Que va faire le gouvernement ?

La lutte contre les dépassements d'honoraires était un des chevaux de bataille du candidat Hollande. Marisol Touraine a même commandé un rapport spécifique sur les dépassements à l'hôpital. Rapport rendu en mars 2014 et immédiatement remisé au placard. Il paraîtrait utopiste de vouloir mettre fin à ce système. Mais il y a sans doute un moyen de mieux l'encadrer. Le CISS fait plusieurs propositions intéressantes dans ce sens. Par exemple, interdire le paiement des honoraires en direct, l'idée étant que si le patient est obligé de passer à la caisse de l'hôpital, il y aurait davantage de contrôle sur le montant exact des dépassements facturés.
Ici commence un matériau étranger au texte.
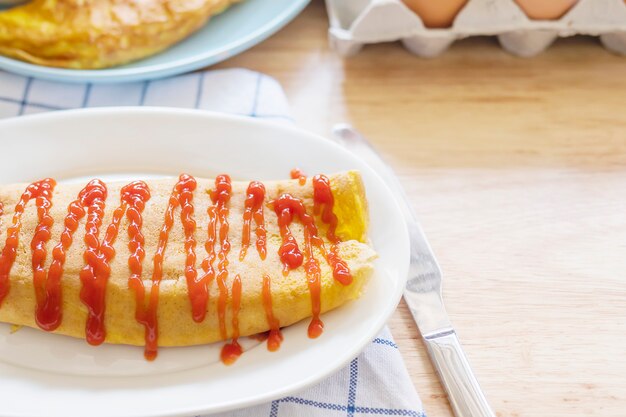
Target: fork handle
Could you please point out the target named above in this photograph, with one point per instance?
(464, 393)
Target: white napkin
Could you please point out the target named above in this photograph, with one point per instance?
(376, 382)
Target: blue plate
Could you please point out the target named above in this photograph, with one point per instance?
(237, 29)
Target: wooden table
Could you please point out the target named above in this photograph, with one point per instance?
(517, 170)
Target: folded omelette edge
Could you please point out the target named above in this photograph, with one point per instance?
(290, 294)
(93, 34)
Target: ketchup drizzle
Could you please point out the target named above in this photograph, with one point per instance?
(180, 195)
(231, 351)
(275, 336)
(41, 191)
(323, 201)
(286, 207)
(297, 174)
(133, 197)
(220, 197)
(253, 209)
(49, 312)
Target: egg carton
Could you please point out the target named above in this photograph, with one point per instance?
(354, 23)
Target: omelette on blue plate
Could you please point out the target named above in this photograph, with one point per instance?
(90, 34)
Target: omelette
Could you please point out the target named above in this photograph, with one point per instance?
(90, 34)
(181, 261)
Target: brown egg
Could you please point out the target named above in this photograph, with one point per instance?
(545, 9)
(436, 13)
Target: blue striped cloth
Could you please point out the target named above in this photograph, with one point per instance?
(376, 382)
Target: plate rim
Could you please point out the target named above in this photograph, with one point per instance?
(357, 347)
(156, 71)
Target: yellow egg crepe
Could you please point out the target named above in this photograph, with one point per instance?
(85, 34)
(209, 259)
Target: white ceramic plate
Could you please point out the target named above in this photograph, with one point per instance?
(49, 375)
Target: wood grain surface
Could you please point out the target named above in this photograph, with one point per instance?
(517, 170)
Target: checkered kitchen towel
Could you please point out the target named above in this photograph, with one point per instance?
(375, 383)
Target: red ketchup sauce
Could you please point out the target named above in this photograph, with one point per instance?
(287, 207)
(48, 286)
(253, 209)
(90, 205)
(324, 201)
(231, 351)
(297, 174)
(220, 197)
(41, 191)
(183, 190)
(274, 337)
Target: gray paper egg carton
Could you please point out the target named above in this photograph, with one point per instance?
(354, 23)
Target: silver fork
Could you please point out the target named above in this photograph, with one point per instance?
(423, 294)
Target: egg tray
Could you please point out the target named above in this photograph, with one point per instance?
(354, 23)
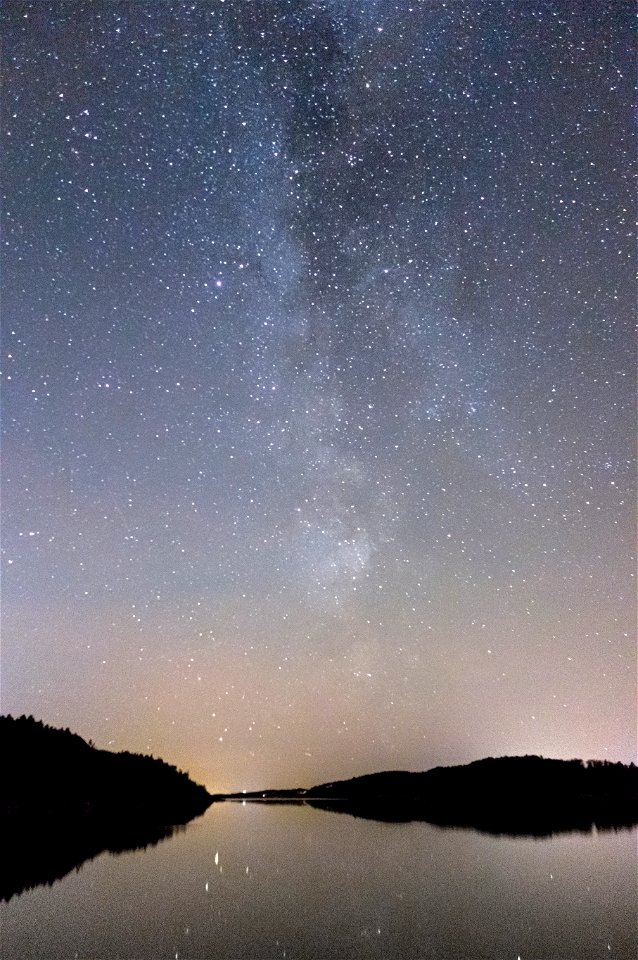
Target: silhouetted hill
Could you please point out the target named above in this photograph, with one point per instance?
(530, 795)
(63, 801)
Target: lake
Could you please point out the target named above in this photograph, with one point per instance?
(286, 881)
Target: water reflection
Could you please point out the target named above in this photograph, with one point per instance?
(510, 823)
(39, 854)
(259, 881)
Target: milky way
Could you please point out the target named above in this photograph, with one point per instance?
(319, 379)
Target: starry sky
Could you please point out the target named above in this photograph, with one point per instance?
(318, 381)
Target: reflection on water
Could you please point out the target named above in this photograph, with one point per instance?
(35, 854)
(260, 881)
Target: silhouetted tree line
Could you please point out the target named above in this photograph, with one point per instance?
(63, 801)
(516, 795)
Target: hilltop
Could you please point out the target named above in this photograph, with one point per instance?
(63, 801)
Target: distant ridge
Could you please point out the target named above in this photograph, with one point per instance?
(528, 795)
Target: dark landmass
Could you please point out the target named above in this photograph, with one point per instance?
(517, 796)
(63, 801)
(504, 795)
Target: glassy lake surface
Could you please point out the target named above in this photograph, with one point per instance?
(262, 881)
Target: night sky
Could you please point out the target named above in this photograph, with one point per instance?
(319, 379)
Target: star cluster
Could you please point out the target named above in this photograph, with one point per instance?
(319, 380)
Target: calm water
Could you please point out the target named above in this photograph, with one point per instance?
(261, 881)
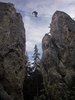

Le CISS réclame aussi de revoir à la baisse les 20% du temps de travail qui peuvent être consacrés à l'activité libérale. Concrètement, les médecins hospitaliers ne passent pas toute la semaine à consulter ou à opérer : ils enseignent, font de la recherche et donc dans certains cas, 20% de leur temps de travail, cela représente l'intégralité du temps qu'ils passent à soigner. Pour éviter cela, le CISS propose de calculer les 20% uniquement sur le temps "médical".

Il y a peu de chances pour que ces propositions soient appliquées mais un jour, il faudra se décider à réformer ce système si on veut éviter de se retrouver avec des enclaves réservées aux riches au sein de l'hôpital public.